The False Promise of Occupancy

We ran a series of compute-side experiments to test whether we could improve throughput:

Log2 trick — replace tl.exp(x) with tl.exp2(x * log2(e)) by pre-scaling sm_scale by log2(e) at Python level:

# Before
scores = scores * sm_scale
p = tl.exp(scores - m_new[:, None])

# After: exp2 is one SFU instruction, avoids the multiply by ln(2)
scores = scores * (sm_scale * 1.4426950408889634)
p = tl.exp2(scores - m_new[:, None])

Short benchmarks showed +2-10% speedup. But when we compared absolute kernel latency directly — 0.026-0.028 ms before versus 0.027-0.029 ms after — the improvement vanished into measurement noise. The speedup ratio was fluctuating with reference timing variance, not actual kernel improvement.

FA4 approximate exp (cubic polynomial on FMA units instead of SFU): same result. No latency reduction.

bf16 score accumulation (out_dtype=tl.bfloat16 in tl.dot): runtime errors. Triton does not support bf16 output for bf16 MMA on this hardware.

Skip KPE loads (drop the 64-dim positional encoding component): technically passes correctness under generous tolerances, but only +2% improvement. KPE contributes 128 bytes per row versus 1024 bytes for CKV — it is a rounding error in the memory budget.

Every compute-side optimization was a no-op because compute was already fully hidden behind the memory pipeline. The SFU was never on the critical path.

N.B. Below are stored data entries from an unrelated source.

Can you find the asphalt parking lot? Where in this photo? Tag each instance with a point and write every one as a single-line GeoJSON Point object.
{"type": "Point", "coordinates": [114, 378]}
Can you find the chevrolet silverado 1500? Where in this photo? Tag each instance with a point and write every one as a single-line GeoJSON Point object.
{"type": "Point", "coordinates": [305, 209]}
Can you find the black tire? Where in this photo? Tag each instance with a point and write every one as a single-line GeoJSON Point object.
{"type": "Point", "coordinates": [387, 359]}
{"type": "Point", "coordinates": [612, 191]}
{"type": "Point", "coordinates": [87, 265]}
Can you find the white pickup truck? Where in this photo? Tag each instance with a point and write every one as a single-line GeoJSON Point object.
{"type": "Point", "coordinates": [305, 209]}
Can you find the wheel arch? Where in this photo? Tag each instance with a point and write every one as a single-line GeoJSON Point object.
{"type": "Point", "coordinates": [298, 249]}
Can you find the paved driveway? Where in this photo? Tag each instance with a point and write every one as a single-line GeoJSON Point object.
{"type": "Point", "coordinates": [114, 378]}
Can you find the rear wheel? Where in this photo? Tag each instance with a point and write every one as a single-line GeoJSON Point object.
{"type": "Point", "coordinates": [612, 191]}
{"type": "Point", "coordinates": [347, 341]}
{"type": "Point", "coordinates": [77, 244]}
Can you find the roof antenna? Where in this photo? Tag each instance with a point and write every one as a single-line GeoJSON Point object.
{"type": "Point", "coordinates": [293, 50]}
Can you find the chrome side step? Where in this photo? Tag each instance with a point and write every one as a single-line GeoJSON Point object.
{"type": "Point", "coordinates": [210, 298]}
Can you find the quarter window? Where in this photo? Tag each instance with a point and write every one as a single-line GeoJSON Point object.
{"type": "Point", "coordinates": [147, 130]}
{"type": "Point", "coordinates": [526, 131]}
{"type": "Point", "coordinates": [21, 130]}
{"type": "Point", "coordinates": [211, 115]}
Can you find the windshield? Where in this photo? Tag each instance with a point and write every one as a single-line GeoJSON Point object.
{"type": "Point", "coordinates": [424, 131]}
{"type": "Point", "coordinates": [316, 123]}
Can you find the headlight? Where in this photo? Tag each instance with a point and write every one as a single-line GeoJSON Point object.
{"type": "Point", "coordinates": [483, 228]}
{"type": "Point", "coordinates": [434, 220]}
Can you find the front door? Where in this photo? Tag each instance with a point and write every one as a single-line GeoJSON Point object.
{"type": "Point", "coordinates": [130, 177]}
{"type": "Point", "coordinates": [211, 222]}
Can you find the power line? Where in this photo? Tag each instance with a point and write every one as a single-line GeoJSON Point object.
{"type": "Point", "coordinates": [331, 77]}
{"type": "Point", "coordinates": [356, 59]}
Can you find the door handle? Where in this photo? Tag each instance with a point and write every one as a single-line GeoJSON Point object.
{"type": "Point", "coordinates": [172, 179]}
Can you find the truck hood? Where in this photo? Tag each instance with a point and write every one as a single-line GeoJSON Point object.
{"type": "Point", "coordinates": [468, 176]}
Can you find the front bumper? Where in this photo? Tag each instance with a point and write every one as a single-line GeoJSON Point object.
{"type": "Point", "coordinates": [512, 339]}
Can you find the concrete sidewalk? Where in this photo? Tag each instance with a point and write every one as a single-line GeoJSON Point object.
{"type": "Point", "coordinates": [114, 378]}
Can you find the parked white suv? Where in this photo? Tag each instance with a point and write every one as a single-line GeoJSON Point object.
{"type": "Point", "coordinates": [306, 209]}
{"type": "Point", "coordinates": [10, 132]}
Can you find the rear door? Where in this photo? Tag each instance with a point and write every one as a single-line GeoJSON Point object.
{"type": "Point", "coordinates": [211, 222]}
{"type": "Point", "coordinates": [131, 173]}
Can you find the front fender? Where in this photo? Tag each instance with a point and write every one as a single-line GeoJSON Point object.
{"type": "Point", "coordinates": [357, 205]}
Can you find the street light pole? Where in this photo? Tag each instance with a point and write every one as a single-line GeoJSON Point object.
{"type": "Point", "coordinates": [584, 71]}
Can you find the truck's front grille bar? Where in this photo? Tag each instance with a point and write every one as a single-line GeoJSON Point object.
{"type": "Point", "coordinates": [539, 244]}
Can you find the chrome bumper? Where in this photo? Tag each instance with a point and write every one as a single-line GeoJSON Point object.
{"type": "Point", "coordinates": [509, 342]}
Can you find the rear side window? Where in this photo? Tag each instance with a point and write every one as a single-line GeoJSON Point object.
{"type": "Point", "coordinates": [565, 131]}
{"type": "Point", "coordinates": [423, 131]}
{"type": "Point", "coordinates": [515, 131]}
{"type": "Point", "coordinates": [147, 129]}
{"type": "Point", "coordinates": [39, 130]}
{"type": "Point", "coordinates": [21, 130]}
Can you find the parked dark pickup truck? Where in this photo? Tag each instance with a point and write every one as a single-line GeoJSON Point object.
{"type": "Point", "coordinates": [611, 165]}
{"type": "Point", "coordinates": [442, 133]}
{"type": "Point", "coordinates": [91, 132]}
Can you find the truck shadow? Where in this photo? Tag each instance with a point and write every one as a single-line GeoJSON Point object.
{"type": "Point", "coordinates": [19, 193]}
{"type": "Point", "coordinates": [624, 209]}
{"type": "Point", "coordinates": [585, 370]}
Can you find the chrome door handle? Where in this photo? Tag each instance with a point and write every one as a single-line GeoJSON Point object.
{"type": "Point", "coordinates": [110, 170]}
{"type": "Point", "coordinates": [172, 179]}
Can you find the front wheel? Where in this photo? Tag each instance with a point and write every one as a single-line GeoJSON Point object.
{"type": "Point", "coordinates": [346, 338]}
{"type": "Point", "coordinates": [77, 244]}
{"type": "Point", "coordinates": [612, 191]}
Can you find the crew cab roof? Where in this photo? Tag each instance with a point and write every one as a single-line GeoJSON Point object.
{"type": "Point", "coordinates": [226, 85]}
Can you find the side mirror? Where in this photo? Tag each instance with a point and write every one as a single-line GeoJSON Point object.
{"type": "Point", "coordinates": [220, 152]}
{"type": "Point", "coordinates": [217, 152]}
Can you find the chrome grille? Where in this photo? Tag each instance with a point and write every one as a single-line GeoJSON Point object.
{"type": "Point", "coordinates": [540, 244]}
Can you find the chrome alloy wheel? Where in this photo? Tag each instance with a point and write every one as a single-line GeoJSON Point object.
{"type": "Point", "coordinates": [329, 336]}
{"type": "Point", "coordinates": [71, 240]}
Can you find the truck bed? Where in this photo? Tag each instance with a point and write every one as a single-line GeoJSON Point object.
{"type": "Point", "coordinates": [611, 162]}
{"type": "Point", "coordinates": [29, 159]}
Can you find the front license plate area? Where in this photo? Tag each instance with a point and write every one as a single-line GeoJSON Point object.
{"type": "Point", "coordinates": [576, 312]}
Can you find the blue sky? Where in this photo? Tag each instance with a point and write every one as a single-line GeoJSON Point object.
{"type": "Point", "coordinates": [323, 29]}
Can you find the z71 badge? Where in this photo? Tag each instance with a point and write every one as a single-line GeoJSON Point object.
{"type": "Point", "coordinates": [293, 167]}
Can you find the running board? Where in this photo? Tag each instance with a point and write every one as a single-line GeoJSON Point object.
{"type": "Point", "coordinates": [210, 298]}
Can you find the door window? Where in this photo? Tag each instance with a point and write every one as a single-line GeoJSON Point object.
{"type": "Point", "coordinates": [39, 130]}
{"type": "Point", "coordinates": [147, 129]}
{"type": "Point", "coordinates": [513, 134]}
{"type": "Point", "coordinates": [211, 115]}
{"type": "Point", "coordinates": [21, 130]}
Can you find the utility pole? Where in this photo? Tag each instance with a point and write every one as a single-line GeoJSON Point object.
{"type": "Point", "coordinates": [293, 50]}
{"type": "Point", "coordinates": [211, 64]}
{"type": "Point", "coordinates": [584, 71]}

Why More Warps Would Not Help

The standard occupancy argument is: low occupancy → few warps in flight → memory latency not hidden → stalls. The fix: more warps to keep the pipeline full. This reasoning applies when memory requests have predictable, reusable cache behavior — sequential access, strided access, reuse within a warp group.

Random sparse attention has none of that. Each of the 2048 sparse indices per token points to a different KV cache page. There is no reuse across warps because each warp’s indices are statistically independent. Adding more warps to an SM just creates more outstanding random DRAM requests. HBM row buffer thrashing gets worse, not better. The bandwidth ceiling is set by the hardware’s ability to service random row activations — roughly the number of DRAM banks divided by round-trip latency — not by how many warps are waiting.

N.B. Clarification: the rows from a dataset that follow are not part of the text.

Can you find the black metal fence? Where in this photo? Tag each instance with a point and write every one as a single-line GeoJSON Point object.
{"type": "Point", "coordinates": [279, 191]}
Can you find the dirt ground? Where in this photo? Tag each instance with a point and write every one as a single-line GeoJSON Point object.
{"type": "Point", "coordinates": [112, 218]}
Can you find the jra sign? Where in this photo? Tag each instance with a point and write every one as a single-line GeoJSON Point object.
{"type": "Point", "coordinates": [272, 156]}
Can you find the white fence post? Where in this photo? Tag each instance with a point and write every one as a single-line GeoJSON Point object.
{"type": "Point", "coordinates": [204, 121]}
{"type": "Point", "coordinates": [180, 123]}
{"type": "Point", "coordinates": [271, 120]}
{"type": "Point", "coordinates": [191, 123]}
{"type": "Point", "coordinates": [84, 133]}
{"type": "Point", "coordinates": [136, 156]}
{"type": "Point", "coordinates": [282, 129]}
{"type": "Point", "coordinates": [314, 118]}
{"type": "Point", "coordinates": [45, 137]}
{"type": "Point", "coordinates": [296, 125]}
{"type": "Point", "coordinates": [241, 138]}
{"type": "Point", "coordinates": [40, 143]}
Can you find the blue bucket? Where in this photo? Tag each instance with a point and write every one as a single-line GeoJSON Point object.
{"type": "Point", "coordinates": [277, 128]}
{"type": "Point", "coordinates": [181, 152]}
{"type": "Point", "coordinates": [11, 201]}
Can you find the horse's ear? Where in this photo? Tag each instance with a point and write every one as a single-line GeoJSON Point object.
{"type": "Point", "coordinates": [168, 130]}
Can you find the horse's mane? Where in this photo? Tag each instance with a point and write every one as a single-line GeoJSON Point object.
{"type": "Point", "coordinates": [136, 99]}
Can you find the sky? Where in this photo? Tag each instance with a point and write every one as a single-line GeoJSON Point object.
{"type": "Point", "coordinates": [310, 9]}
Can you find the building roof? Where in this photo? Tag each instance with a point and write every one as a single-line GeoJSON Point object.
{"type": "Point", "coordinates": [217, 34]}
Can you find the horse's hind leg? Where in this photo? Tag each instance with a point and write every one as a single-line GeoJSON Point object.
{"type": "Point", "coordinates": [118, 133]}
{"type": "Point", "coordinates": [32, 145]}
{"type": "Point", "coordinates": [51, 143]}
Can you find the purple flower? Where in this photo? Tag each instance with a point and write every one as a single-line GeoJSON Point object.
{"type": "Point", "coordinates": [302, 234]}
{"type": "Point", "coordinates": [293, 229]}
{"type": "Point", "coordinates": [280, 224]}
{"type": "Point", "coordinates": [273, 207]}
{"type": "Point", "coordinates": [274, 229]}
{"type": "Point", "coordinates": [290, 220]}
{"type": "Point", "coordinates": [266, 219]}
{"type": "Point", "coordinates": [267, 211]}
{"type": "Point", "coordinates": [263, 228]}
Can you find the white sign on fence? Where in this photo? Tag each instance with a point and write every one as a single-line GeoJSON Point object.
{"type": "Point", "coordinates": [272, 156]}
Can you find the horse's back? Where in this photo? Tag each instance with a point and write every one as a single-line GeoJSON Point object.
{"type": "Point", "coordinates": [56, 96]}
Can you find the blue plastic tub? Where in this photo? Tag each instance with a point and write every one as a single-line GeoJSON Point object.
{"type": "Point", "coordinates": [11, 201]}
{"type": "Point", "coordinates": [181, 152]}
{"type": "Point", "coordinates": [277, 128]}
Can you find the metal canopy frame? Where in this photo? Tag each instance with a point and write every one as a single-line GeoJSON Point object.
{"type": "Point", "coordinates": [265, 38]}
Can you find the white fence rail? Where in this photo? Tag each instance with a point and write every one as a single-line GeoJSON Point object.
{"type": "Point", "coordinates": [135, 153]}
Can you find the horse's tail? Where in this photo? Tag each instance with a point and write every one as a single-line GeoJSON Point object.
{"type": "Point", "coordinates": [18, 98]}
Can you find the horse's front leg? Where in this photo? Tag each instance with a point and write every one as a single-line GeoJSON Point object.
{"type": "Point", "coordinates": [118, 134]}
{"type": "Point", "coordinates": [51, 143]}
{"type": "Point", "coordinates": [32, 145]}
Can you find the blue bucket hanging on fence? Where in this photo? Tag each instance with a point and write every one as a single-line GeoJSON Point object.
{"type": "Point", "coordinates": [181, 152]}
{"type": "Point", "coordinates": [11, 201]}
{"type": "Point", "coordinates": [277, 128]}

The kernel at T=64 is already completing in 86.4 μs while moving 151 MB randomly. That is close to the physical limit of what B200’s HBM can deliver under random access.

The Takeaway

When NCU says “occupancy limited,” ask whether your memory access pattern benefits from more warps. If every warp is doing independent random scatter-gather, occupancy is a symptom, not the disease. The real ceiling is the hardware’s random-access bandwidth, which is typically 5-20x lower than sequential-peak. The only paths to meaningful improvement are algorithmic — sorting sparse indices for locality, prefetching with TMA async copies, or rethinking the sparsity pattern itself — not microoptimizing the compute units that are already idle.

Profilers are excellent at describing what is happening. They are less reliable at telling you what to do about it.